All this being said, keep in mind that the available version of Naked Light is still a very early, pre-release public beta. There are funky notions, e.g. you can't just open an image, you have to import it, as well as annoying parts in the interface (the "dock" of tools don't stick open when you click on them--you have to hold your mouse button down to keep the menu open). The toolbar even warns you that some commands are slow and/or crash-prone. But again, it is just a very early version, and I'm sure this will all get better.

Why am I spending time on an Aperture blog talking about this product? Well, quite simply, I think that the feature set that Naked Light is developing should one day, when it's mature enough, end up inside of a future version of Aperture (I am not saying I think Apple should buy these guys, but rather I believe something like Naked Light is a natural evolution of the image editing tools you see in Aperture).
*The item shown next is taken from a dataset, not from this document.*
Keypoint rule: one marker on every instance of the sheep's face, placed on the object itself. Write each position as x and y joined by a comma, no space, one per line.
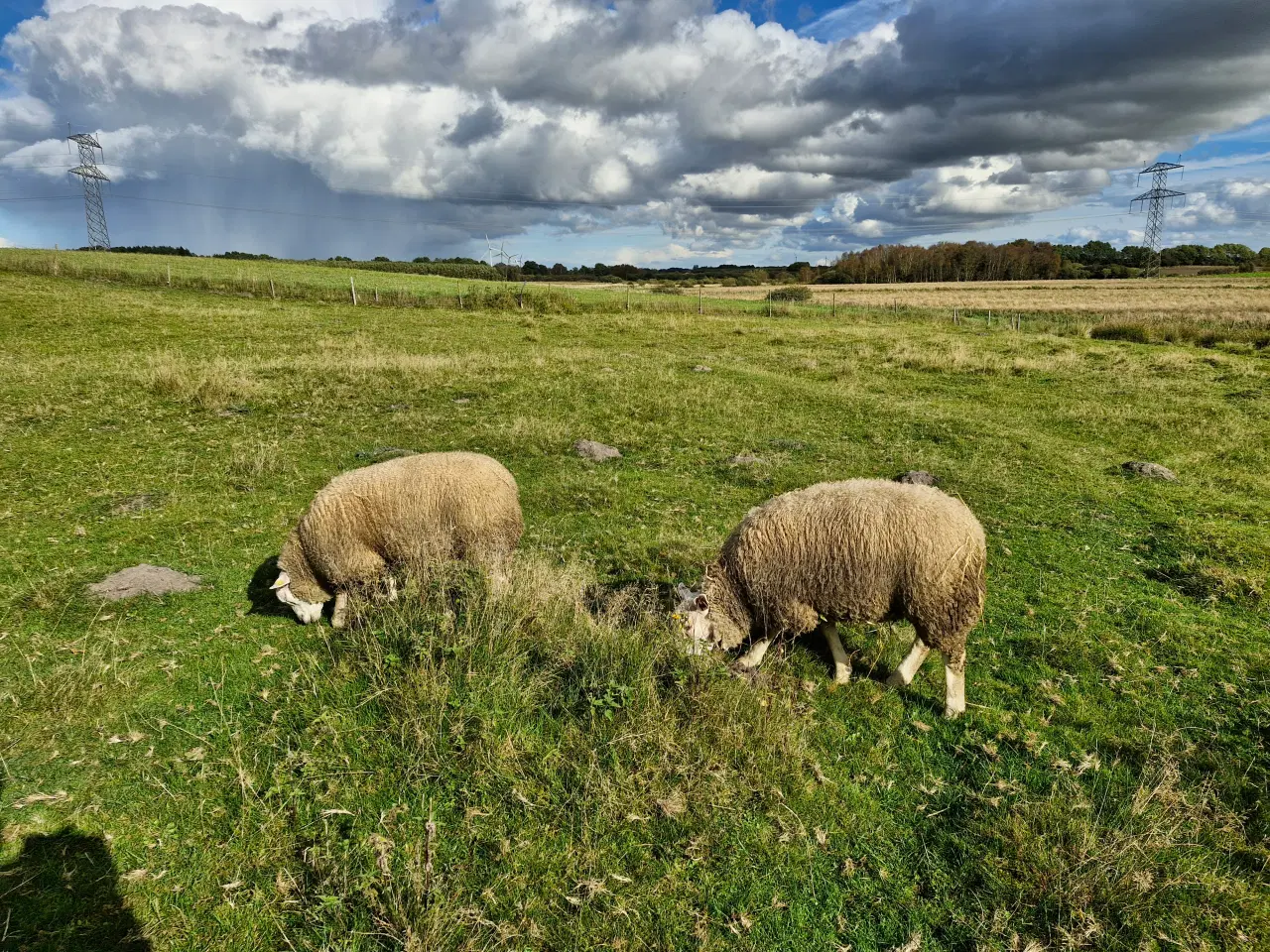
694,613
308,612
I really like the idea that I could one day just use one program with a node-based UI for all of my adjustments, especially if I am non-destructively modifying a RAW file. Hey, I can dream, can't I? :)


3 Comments

Makea
2007-12-05 10:04:37
I've been doing still image editing in Shake and IFF for years.


Why? Photoshop's interface/workflow stinks. Only with the 'smart' improvements in CS3 can you really do non-destructive editing, which are still limited. With all the talk of Adobe changing the photoshop interface, I hope they do something radical.


With Shake, the node based interface is intuitive. It shows you a view of the steps involved in your edit, much better than a layer based interface. At any time you can go back and modify paths, brush strokes, filters, crops, color corrections, etc.


Killer features that Photoshop needs to copy from Shake, IFF, etc:
1. Copy the path tool. Applying variable feathering to a path is incredible, when creating masks. The photoshop path tool needs to be replaced immediately!
2. Concatenated color processing. For example, suppose I have 3 color filters applied. Shake will apply these filters in a single operation. Photoshop will apply these filters in three separate operations, degrading image quality further with each pass.
3. Float color space.
4. Full screen interface. Yes, you can press the 'F' key 3 times to go full-screen in Photoshop. But, having a more usable full-screen interface would be nice. In Shake, press the spacebar and you're good to go.
5. Tablet friendly interface. WIth some compositing packages, you can control the interface by simple pen gestures (full-screen mode, display favorite tool).


Adobe is complacent. Each subsequent upgrade to photoshop introduces features that are glorified plug-ins. Disagree? Just take a look at the major Compositing apps out there. Those companies are innovating with each release.


Admittedly, I've been using Photoshop since 2.5 and use it daily. The features above would make life easier for all of us.

Josh Anon
2007-12-05 11:37:58
Interesting points, Makea! What have you found yourself doing in PS that you can't do in Shake? I've used Shake some here and there but definitely don't know it well enough to give an accurate analysis.
Makea
2007-12-05 21:52:51
Photoshop features not in shake:

  • Color conversion for print; CMYK, grayscale, spot (obviously not a useful feature for any compositing app)


Basic image editing tasks like cropping and curves are more appropriate in Photoshop. I use Photoshop daily. However, being exposed to compositing apps make me realize how weak the interface and tools are in Photoshop. For most jobs, shake is not practical. But when it's appropriate the advanced tools are just that; more advanced than Photoshop's.